The film opens, as those that get it would absolutely expect it to, with a voiceover from Carrie. It goes: ‘Year after year, twentysomething women come to New York City in search of the two “Ls”: labels and love. Twenty years ago, I was one of them, having gotten the knack for labels early...I concentrated on love.’ The quartet have matured. Carrie no longer types in her underwear and has suggested to Mr Big that they tie the knot. Miranda lives in Brooklyn with Steve and their son, Brady, who has the colouring of an orang-utan, which has to be a worry. (‘Even I’m worried,’ says Bubbles.) Samantha, who once made my heart sing by shouting ‘I’m fortyf******five and proud of it!’, is living in California with Smith and wilting with the dreary monogamy of it all. Charlotte and Harry have a little Chinese daughter who also has great hair, although this may not have been the main reason behind her adoption. The premise is: now they’ve all found love, and are no longer searching, what happens next?

OK, last week I said that Indiana Jones did what it said on the reel can and, to a certain extent, so does this. There are the shoes and the frocks and a multitude of those ‘what is she wearing?’ moments and for one brief yet sublime moment even a revival of the tutu that Carrie wore in the opening credits of the TV show.

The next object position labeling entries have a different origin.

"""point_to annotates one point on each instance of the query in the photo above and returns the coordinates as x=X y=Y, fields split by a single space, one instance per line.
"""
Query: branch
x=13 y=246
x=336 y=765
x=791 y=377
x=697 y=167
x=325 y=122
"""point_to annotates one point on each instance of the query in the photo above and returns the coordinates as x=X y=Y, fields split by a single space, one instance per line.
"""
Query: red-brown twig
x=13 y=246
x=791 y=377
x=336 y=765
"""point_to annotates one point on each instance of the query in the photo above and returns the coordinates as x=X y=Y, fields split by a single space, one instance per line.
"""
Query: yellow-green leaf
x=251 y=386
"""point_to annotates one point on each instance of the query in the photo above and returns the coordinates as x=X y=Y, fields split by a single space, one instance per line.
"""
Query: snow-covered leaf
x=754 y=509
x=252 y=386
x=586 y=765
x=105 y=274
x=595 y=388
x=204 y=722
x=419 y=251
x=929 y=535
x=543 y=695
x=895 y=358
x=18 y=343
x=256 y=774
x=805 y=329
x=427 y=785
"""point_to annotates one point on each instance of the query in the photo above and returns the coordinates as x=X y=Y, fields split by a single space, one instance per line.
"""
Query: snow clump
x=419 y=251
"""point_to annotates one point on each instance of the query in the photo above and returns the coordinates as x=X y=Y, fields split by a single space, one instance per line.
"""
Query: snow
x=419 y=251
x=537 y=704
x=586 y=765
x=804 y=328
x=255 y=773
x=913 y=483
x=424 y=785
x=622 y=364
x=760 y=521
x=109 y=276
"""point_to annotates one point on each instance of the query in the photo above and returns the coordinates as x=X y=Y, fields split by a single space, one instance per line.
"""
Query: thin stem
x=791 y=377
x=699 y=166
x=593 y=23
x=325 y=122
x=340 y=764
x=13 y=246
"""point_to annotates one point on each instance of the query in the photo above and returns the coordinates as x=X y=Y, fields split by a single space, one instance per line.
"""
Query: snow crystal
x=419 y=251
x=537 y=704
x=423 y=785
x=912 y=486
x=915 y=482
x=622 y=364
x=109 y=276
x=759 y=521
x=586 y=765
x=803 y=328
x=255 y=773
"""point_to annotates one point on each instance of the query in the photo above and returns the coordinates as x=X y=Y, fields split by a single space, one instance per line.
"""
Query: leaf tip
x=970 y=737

But, along with the laugh-out-loud moments — Samantha and the sushi; prissy Charlotte pooping her pants — there are also moments of real and involving heft, including a wedding sequence that is a full-blooded heart stopper. (Parker, by the way, is terrifically good; amazing.) This is the other beauty of Sex and the City: just as you’re beginning to think enough of this cliché-riddled rubbish already, it’ll do something to grab you by the throat and thrash you about a bit. There is a reunion scene on Brooklyn Bridge that had me blubbing like the lachrymose old fool that I am.

Actually, the Sex and the City movie may even be more than the sum of the TV episodes which, in turn, might be quite something. No, it doesn’t break new ground, but it does know its own ground perfectly. Not that Bubbles will have any of it. ‘If you don’t mind, I’m off to read my Top Gear magazine. I’m an issue behind as it is.’